Тут она окинула меня иным взглядом. Её прекрасное лицо стало бесстрастным и расчётливым.
— Вы лучше осведомлены, чем я ожидала, Мэтью.
— Недостаточно осведомлён, миледи. Этим утром вы велели убить меня вместе с Кэмпбеллом из Гленранноха…
— Это сделано не по моему приказу! — она сильно ударила кулаком по столу, задев блюдо, со звоном отлетевшее в сторону. Слуга порывисто шагнул вперёд, но она отмахнулась от него, не поворачивая головы.
— И с какой же целью? Сокрушить клан Кэмпбелл и вернуть себе все земли, когда–то отобранные у вас? Неужели вы думаете, что король позволит вам это сделать? О, ему потребуется немало времени, миледи. Но он созовёт ополчение и вышлет флот куда сильнее, чем два этих корабля. Вас раздавят…
Она презрительно рассмеялась, тряхнула огненно–рыжими волосами и воскликнула с издёвкой:
— Да вам вообще ничего не известно ничего, Мэтью Квинтон! Мария, Матерь Божья, прости меня! Вы и вправду верите, что я рискну столь многим, чтобы сразить Кэмпбеллов? Вы и впрямь верите, что я пойду на такой риск, зная, что Карлу Стюарту стоит щёлкнуть пальцами, дабы раздавить нас, как вы выразились? — Она встала, ухватилась за край стола побелевшими от напряжения пальцами и склонилась ко мне. — Здесь творятся дела куда более великие, чем противостояние Макдональдов и Кэмпбеллов, капитан. Куда более великие, чем Карл Стюарт может знать или предотвратить.
Потом она медленно направилась в мою сторону вдоль длинного зала. Я наблюдал за ней, изо всех сил стараясь не пасть жертвой её красоты.

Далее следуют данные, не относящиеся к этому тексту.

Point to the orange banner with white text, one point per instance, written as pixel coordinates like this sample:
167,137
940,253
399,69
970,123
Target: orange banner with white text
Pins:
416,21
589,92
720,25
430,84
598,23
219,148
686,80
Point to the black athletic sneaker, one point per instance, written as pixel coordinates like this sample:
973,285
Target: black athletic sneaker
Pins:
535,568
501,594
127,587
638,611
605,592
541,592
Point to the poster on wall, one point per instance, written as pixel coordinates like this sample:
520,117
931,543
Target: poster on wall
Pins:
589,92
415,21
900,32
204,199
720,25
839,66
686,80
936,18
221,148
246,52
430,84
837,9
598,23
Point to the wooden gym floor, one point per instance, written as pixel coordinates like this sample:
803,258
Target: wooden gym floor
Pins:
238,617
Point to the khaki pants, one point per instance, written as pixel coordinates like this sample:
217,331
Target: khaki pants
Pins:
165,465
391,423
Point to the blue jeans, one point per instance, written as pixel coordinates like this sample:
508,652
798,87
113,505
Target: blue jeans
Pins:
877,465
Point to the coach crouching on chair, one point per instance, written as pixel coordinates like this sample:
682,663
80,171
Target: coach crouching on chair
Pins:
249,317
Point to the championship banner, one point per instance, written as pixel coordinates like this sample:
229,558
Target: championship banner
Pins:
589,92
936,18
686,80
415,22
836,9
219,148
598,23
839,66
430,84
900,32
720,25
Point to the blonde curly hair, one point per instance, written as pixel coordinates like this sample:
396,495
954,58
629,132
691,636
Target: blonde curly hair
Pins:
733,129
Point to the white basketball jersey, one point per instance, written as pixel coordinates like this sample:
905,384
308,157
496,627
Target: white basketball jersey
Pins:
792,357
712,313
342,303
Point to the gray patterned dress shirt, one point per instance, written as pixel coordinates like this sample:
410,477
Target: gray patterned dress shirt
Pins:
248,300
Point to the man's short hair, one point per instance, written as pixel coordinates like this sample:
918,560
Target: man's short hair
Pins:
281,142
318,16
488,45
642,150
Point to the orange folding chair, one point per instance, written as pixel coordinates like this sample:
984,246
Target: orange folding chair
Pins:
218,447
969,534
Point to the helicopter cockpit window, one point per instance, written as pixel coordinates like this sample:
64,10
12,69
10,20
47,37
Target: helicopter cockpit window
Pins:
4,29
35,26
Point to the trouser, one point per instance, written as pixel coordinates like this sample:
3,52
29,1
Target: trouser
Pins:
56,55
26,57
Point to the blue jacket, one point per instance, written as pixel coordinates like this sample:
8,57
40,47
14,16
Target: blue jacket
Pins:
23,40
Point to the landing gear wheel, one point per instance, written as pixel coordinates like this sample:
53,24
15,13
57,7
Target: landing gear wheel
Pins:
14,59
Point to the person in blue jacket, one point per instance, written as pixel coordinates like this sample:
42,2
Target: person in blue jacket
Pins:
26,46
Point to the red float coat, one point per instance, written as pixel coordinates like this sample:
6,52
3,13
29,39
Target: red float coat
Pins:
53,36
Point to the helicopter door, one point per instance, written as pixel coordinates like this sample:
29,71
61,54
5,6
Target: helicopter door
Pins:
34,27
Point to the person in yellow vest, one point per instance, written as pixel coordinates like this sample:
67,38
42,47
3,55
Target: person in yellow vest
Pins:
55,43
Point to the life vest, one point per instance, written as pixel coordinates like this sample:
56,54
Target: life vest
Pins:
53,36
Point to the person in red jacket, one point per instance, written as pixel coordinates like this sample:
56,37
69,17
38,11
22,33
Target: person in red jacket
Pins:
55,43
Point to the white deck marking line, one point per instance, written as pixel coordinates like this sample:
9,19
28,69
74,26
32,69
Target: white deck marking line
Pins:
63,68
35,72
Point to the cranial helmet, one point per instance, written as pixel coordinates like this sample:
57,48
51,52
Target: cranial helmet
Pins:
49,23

Это спокойное лицо, гордая походка, волосы, тронутые золотом в свете факелов. Завораживающее зрелище.
— Королевство островов будет восстановлено, капитан. Наследие моего сына получит независимость, подтверждённую Папой и защищённую Нидерландами.
Я уставился на неё. Королевство островов? Папа и Нидерланды? Это невозможно. Её слова не имели смысла. Она обезумела, или я обезумел, или, может, всё путешествие «Юпитера» мне приснилось. Да. Я проснусь в своей постели в Рейвенсден–Эбби с протекающей, как всегда, под дождём крышей, и с Корнелией, как всегда, лежащей рядом со мной, и всё снова будет хорошо.
Я помотал головой. Мысли неслись в ней одна за другой, мысли, заявлявшие, что я не сплю и не сошёл с ума. Папа и Нидерланды — католики и протестанты — никогда не объединятся для создания нового государства здесь, на краю Европы, подумал я. Я пытался осознать грандиозность заявлений графини, её амбиций. Королевство островов давно пало, оно мертво и захоронено, и не может воскреснуть; бо́льшую часть последнего столетия голландцы сражались за своё выживание против армий католиков, стремившихся стереть их с лица земли, армий, посланных, а иногда и оплаченных Папой. Нет. «Нет», — кричал мой рассудок, пока я смотрел на невозмутимое прекрасное лицо, что становилось всё ближе и ближе, это не просто невозможно, это противоречило всему, что я считал истинным: «Папа и Нидерланды?».